Metal is a well-known effective shield against EMI or static charges Metal/polymer composites having continuous coatings of metal are known. Continuous metal coatings are typically deposited by vapor deposition, sputtering, plating or the like. To obtain coatings sufficiently thick to provide good electrical conductivity, these methods are time consuming and relatively expensive. Metal is also relatively heavy compared to polymeric materials, and therefore, where weight is a factor the amount of metal is desirably reduced.
As an alternative to continuous metal coatings, high loadings of short, straight, staple metal fibers have been used in EMI shielding In such EMI shielding the effectiveness of the shield is related to the dimensions of the spaces between the metal fibers. Contrary to what might commonly be expected, the amount of EMI that passes through a given void is dependent on the length of the void's longest dimension, and not on the total area of the void. For illustration, a 1.0 mm by 1.0 mm void (area 1.0 mm.sup.2) is believed to let less EMI pass through than would a 3.0 mm by 0.05 mm void (area 0.15 mm.sup.2) even though the 1.0 mm.sup.2 space has greater than six times the area of the 0.15 mm.sup.2 space. This is sometimes referred to as the "slot effect."
Accordingly, even extremely thin openings, such as those between mating parts, must be avoided where the void or opening has a substantial longitudinal dimension.

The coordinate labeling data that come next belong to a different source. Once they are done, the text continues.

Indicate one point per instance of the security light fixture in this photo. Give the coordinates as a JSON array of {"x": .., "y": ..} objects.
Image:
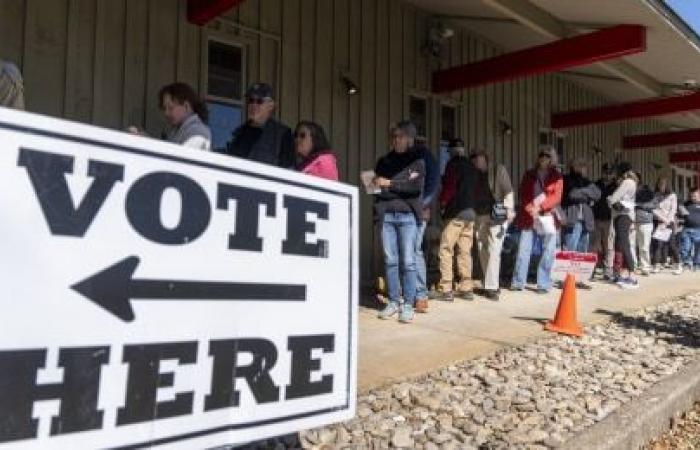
[
  {"x": 438, "y": 34},
  {"x": 350, "y": 87},
  {"x": 506, "y": 129}
]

To accomplish this end, it is desirable that the surfaces of EMI shielded enclosures include conductive coatings. An enclosure can be effectively sealed without leaving thin cracks between adjacent enclosure parts (e.g. a box and a box lid), by providing conductive surfaces on adjacent surfaces of the shielded enclosure. For this reason fibers, particles, or flakes of metal extruded or laminated into bulk polymer are not optimally effective unless the metal is distributed throughout the polymer to specifically include the sealing surfaces.
The effectiveness of EMI shielding is also directly related to the overall electrical conductivity of the polymer or the polymer coating, i.e., higher electrical conductivity gives better EMI shielding. When electrical conductivity is obtained by mixing conductive fibers into a polymer or by forming a coating of such fibers, the overall conductivity is dependent on the conductivity of the individual fibers and the amount of contact between the fibers. Short staple fibers require higher bulk loading, or for coatings, higher surface concentrations to obtain sufficient contact between the fibers. The number of contacts is significantly reduced during the thermoforming process, reducing the effectiveness of the EMI shielding.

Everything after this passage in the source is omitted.